Leave remaining sauce on the stove to simmer on low while the chicken cooks, you’ll probably want extra for the pasta. Prepare pasta just before chicken is done. Serve with salad or green beans and a nice deep red wine.
Prep time is a lot on this meal, so I suggest it for weekends or special guests. I also doubled the sauce and froze 1/2 for another meal.

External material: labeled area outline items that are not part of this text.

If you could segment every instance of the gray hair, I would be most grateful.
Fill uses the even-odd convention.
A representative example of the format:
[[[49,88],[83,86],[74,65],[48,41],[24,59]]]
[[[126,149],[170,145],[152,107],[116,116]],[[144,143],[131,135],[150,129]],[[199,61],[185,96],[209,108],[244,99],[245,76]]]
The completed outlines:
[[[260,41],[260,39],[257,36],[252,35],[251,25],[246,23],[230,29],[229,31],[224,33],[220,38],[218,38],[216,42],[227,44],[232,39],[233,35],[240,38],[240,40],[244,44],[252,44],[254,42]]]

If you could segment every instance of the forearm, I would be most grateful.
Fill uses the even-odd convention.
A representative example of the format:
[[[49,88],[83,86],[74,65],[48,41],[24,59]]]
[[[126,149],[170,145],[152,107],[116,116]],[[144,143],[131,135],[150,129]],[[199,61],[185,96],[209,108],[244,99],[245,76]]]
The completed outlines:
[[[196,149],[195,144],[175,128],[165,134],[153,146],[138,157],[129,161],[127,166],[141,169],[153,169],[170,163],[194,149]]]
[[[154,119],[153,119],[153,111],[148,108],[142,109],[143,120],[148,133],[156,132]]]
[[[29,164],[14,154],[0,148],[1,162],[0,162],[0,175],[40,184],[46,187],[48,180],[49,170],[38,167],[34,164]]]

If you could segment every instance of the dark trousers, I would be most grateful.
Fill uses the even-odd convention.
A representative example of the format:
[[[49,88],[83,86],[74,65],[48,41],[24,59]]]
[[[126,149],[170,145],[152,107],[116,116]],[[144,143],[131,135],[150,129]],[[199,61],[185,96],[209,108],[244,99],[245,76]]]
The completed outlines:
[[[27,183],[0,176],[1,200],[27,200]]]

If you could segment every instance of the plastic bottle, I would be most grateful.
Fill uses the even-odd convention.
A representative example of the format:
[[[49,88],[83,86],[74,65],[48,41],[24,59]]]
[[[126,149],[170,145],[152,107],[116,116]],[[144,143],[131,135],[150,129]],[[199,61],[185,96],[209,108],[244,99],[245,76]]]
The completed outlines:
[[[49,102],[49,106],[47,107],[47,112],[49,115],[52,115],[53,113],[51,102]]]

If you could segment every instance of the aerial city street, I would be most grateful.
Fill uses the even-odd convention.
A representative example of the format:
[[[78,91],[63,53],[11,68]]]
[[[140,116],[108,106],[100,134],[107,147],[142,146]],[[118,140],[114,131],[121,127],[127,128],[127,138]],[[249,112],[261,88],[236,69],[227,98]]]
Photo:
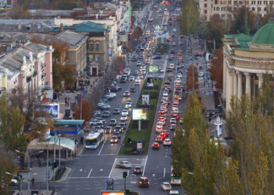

That’s if for this week. Have a safe Halloween. Boo! – TaMara
We watched an episode on The Food Network where a New Orleans joint offers a dish called Shrimp Magazine – named for the street where the restaurant is sited. I watched the chef prepare the dish on the video a few times and figured I had it down. A few days pass and I am less sure but I forge ahead. The only recipe a search turned up looked close but seemed a little off from my memory. The chef dredged the shrimp in seasoned flour and sauteed them in butter, turning once to brown both sides and then started adding all the rest of the ingredients: Artichoke hearts, diced ham, tons of garlic, lemon zest and juice, grated Parmesan, green onions, chopped basil, white wine, and salt and pepper – serving it all over angel hair pasta. I went with kale instead of artichoke hearts and didn’t add the basil.
I knew the shrimp wouldn’t like being with the kale as it cooked down so I removed it to a dish as soon as it was done and only added it back to the pan with the cooked pasta to toss prior to plating. I used white wine to help break down the kale and added lemon juice and zest along with salt and pepper. I minced at least six cloves of garlic, using some with the shrimp as it cooked, the rest after the shrimp were removed, along with a bit of olive oil.
Everything worked pretty well although I wish the ham had a better dice, I chopped some thin sliced ham that helped the flavor but did nothing for texture. I think next time I may use crispy bacon lardons. Mmm… bacon!
Oh, and I need a better name for it.